If you are possibly concerned about the long term forecast of a drastically weakening dollar and succeeding inflation that could arise, Land is substantial, it's something you can see, touch and know that it's still there, and enjoy the benefits of while you own it and invest in it.


----------



## partdeux (Aug 3, 2011)

If you believe in complete financial calamity, many believe gold and silver are the answer. People will need food more then anything. But, in a complete financial calamity, we're likely to see a complete societal break down, and defense will become job 1.


----------



## paguy (Jun 8, 2012)

Te most secure and profitable investment is skills and education. All other things can be stolen, burned, depreciated etc. as long as you do not suffer from some type of brain injury skills are the most secure and profitable. This is true for all skill sets to include people skills(sales, teaching, etc) and hands on skills such as mechanical and building trades.


----------



## mojo4 (Feb 19, 2012)

If its a complete breakdown I would say guns ammo booze and food. Right now I can buy 2 AR rifles for the same cost as 1 oz gold coin. After a collapse when you can't get a rifle or ammo at any gun store and you really really need a gun what would be the value then?? 10 coins? 50? The best guess is to see what is available and plenty now that will be scarce and highly valuable after a collapse. I might be wrong.....but I doubt it.


----------



## BillS (May 30, 2011)

Land is one type of investment. It's not portable. It's not liquid. Other can forcibly take possession of it after the collapse. Or the government can condemn your property and give you next to nothing for it. External factors can greatly affect its value either before the collapse or after. There's a lot of nice, cheap real estate in Detroit but almost nobody in their right mind would choose to live there. Real estate prices have been falling almost everywhere in the country although farm land has increased in value. If I had the money I'd have a cottage on a small glacial lake in northern Wisconsin or northern Minnesota. Lakes like that can be the size of a city block or smaller and still be 30 feet deep.

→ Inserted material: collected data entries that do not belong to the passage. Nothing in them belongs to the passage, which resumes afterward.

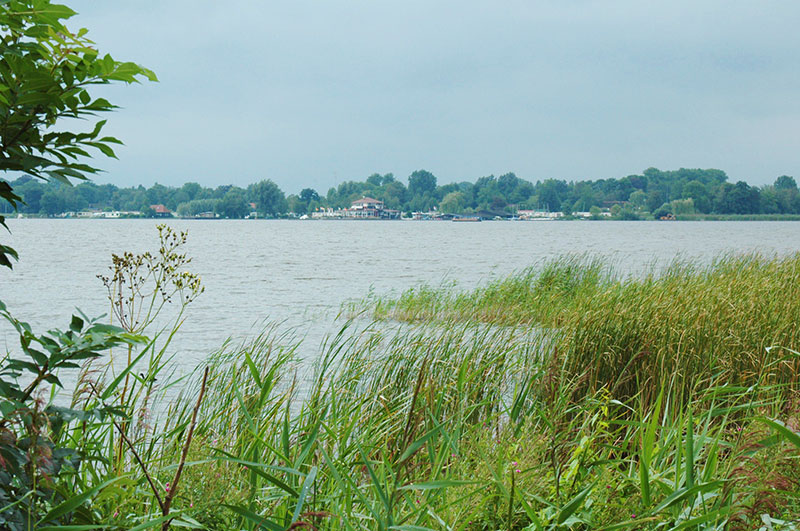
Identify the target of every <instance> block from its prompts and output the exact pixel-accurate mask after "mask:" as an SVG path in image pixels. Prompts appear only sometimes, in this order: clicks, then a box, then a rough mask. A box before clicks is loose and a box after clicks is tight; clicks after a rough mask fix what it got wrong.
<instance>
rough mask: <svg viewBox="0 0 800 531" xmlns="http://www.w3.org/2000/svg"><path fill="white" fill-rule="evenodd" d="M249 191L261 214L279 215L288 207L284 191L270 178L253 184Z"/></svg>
mask: <svg viewBox="0 0 800 531" xmlns="http://www.w3.org/2000/svg"><path fill="white" fill-rule="evenodd" d="M247 192H248V195H249V196H250V198H251V199H252V200H253V202H255V204H256V208H257V209H258V212H259V214H264V215H267V216H277V215H278V214H283V213H284V212H286V209H287V208H288V204H287V202H286V196H285V195H284V194H283V191H282V190H281V189H280V188H278V185H277V184H275V183H274V182H272V181H271V180H269V179H267V180H265V181H259V182H257V183H255V184H251V185H250V187H249V188H248V189H247Z"/></svg>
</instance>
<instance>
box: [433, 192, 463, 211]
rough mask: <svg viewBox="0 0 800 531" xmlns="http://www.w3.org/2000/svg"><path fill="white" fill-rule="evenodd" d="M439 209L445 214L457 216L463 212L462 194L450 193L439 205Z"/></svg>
mask: <svg viewBox="0 0 800 531" xmlns="http://www.w3.org/2000/svg"><path fill="white" fill-rule="evenodd" d="M439 209H440V210H441V211H442V212H444V213H445V214H458V213H459V212H462V211H463V210H464V194H462V193H461V192H450V193H449V194H447V195H446V196H444V199H442V202H441V203H440V204H439Z"/></svg>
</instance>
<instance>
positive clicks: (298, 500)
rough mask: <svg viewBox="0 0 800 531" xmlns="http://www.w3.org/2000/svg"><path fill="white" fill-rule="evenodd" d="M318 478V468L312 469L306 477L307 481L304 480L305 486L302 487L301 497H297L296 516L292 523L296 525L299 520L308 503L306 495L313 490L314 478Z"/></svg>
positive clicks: (313, 468) (295, 511)
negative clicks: (304, 505)
mask: <svg viewBox="0 0 800 531" xmlns="http://www.w3.org/2000/svg"><path fill="white" fill-rule="evenodd" d="M316 477H317V467H312V468H311V471H310V472H309V473H308V475H307V476H306V479H305V480H303V486H302V487H300V496H298V497H297V505H296V506H295V508H294V514H293V515H292V523H295V522H296V521H297V519H298V518H300V513H301V512H302V510H303V504H304V503H305V501H306V495H307V494H308V489H310V488H311V485H312V483H314V478H316Z"/></svg>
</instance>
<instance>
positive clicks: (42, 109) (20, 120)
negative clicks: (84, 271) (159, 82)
mask: <svg viewBox="0 0 800 531" xmlns="http://www.w3.org/2000/svg"><path fill="white" fill-rule="evenodd" d="M73 15H75V12H74V11H73V10H72V9H70V8H69V7H67V6H64V5H60V4H54V3H51V2H50V1H49V0H13V1H6V2H0V35H1V37H0V45H1V46H2V49H1V51H2V57H1V58H0V171H4V172H9V171H10V172H21V173H25V174H28V175H33V176H35V177H39V178H41V179H45V180H49V179H55V180H58V181H62V182H64V183H69V182H70V179H86V178H87V176H89V175H92V174H95V173H97V172H98V169H97V168H95V167H94V166H92V165H90V164H88V163H87V162H86V160H87V159H88V158H89V157H90V156H91V153H92V152H93V151H94V152H95V153H100V154H102V155H105V156H108V157H115V155H114V151H113V149H112V146H113V145H114V144H119V143H120V141H119V140H117V139H116V138H114V137H111V136H104V135H103V133H102V130H103V126H104V125H105V123H106V121H105V120H99V121H96V122H95V123H94V127H93V128H92V130H91V131H89V132H74V131H72V130H70V129H69V128H64V129H60V128H59V126H62V125H63V124H64V119H65V118H81V119H92V118H93V117H94V116H95V115H97V114H98V113H104V112H108V111H111V110H114V109H115V108H116V107H115V106H114V105H112V104H111V103H110V102H109V101H108V100H106V99H104V98H96V97H93V96H92V94H91V93H90V88H91V87H92V85H99V84H107V83H111V82H113V81H122V82H126V83H133V82H136V81H139V80H140V79H150V80H152V81H155V80H156V76H155V74H153V72H151V71H150V70H148V69H146V68H143V67H141V66H139V65H137V64H134V63H123V62H118V61H115V60H114V59H113V58H112V57H111V56H109V55H105V56H101V55H100V54H99V52H98V51H97V49H96V47H95V46H94V43H93V42H92V41H90V40H89V39H88V38H87V37H86V33H87V32H86V30H85V29H81V30H79V31H78V32H77V33H72V32H71V31H69V29H67V28H66V27H65V25H64V21H65V20H67V19H69V18H70V17H72V16H73ZM0 199H2V200H5V201H7V202H9V203H10V204H11V205H12V206H13V207H15V208H16V207H17V205H18V204H19V203H20V200H21V198H20V197H19V196H18V195H17V194H15V193H14V191H13V188H12V187H11V185H10V184H8V183H7V182H5V181H3V182H1V183H0ZM4 221H5V220H4V219H3V218H2V217H0V223H2V224H4ZM10 257H16V253H15V251H14V250H13V249H11V248H10V247H7V246H3V245H0V265H4V266H6V267H11V262H10V260H9V258H10Z"/></svg>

Gold and silver will be great investments to preserve your wealth before the dollar collapses and after order is restored but they're obviously not substitutes for being properly prepared. Of course, having 15 guns and 50,000 rounds of ammo isn't a substitute for being properly prepared either.

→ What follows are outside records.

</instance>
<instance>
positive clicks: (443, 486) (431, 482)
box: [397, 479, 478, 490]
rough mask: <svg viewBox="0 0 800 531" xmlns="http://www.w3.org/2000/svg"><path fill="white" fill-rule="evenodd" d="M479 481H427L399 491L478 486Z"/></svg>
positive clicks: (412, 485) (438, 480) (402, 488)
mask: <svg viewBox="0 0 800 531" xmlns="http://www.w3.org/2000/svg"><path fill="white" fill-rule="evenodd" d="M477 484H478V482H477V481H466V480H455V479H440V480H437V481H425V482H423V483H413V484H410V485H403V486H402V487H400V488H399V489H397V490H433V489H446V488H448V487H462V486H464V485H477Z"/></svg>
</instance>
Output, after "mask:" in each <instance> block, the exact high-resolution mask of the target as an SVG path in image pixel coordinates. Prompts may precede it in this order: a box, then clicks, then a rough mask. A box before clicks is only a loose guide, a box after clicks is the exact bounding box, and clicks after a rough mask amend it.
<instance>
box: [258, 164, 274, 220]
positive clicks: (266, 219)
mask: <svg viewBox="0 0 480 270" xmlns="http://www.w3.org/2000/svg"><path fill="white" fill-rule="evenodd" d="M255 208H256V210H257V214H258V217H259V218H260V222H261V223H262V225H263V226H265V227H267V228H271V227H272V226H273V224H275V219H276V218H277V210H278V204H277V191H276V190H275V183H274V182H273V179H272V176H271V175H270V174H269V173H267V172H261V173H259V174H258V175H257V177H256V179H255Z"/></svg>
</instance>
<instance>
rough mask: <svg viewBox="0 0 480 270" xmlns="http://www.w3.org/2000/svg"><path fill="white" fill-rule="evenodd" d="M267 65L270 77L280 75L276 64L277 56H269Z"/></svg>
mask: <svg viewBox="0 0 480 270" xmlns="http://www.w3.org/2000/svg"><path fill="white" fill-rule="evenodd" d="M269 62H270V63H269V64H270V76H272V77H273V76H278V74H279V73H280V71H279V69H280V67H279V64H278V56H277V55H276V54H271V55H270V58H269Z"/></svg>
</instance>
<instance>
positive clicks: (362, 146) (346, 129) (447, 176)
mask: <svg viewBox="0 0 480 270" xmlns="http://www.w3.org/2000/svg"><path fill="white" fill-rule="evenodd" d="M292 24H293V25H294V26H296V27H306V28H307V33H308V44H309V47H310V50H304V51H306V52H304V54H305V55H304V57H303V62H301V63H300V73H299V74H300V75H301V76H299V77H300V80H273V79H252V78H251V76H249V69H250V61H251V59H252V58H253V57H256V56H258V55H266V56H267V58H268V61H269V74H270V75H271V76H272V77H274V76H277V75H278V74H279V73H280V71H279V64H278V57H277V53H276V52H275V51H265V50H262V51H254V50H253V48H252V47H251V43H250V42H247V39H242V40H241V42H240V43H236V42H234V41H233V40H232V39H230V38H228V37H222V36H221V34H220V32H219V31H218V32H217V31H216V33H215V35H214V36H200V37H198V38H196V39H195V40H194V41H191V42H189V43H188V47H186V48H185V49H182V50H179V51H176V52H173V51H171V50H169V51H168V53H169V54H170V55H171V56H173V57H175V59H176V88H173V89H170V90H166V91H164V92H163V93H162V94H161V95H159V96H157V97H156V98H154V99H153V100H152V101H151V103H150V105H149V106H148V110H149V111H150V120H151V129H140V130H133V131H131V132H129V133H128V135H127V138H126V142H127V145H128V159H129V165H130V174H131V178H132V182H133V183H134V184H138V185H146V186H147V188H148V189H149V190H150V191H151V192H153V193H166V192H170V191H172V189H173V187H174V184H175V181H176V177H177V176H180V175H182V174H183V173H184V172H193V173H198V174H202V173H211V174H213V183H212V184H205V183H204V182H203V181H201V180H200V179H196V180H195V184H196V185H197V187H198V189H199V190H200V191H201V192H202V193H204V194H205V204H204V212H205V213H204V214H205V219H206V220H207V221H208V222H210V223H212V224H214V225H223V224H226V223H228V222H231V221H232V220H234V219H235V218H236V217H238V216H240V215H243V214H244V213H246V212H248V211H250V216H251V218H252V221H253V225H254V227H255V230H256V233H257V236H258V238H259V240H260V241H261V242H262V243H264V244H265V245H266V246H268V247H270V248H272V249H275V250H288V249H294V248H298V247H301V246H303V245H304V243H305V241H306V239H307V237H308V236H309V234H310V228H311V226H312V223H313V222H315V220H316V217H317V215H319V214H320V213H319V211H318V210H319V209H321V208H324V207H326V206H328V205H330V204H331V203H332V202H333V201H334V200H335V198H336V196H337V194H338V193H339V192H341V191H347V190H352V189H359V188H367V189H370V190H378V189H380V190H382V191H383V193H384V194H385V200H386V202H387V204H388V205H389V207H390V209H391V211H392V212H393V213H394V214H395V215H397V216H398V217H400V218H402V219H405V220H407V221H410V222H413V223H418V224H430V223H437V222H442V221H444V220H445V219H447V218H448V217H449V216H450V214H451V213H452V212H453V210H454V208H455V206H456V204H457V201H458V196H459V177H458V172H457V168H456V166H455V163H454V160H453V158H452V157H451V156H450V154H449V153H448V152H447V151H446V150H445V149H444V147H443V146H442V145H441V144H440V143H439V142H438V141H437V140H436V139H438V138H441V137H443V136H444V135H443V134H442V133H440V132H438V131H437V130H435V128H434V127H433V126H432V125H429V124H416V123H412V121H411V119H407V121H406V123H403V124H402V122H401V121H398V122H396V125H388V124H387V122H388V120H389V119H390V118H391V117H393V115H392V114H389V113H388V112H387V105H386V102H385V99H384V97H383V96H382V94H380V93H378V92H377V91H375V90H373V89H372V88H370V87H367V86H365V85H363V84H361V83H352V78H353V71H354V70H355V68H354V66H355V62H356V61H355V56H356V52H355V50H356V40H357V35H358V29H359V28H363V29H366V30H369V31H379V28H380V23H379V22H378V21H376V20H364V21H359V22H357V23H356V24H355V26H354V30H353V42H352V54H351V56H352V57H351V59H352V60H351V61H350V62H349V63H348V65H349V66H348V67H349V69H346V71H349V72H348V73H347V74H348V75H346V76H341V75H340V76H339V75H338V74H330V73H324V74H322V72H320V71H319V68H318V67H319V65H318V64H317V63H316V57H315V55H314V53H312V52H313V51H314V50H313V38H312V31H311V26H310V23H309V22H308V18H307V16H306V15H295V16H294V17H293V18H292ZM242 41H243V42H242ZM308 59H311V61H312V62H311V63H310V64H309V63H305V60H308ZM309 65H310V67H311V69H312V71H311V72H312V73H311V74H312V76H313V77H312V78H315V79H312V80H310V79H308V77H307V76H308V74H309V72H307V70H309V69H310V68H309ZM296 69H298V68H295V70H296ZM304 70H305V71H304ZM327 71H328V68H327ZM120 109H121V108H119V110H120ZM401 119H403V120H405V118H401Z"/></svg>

If you have a mortgage and you have significant amounts of gold and silver you could benefit by the collapse of the dollar. If the dollar loses 90% or more of it's value you could sell your PMs and use your money to pay off your mortgage in cheap dollars. Most likely you'd have to do it quickly because laws will be passed to index mortgage amounts to inflation.


----------



## The_Blob (Dec 24, 2008)

BillS said:


> If you have a mortgage and you have significant amounts of gold and silver you could benefit by the collapse of the dollar. If the dollar loses 90% or more of it's value you could sell your PMs and use your money to pay off your mortgage in cheap dollars. *Most likely you'd have to do it quickly because laws will be passed to index mortgage amounts to inflation.*


& I would be willing to bet they wouldn't move at the speed of a "herd of screaming *turtles*" like usual, either... :gaah:


----------



## fpconsulting (Apr 11, 2012)

It is hard to say what is most profitable. It all depends on what you are preparing for. Short list of my top items.

Education
land
equipment
defense
gold or silver
But I fill education is my top end.


----------



## lucaspm98 (Apr 23, 2012)

Gold and silver will more than likely always be worth something.


----------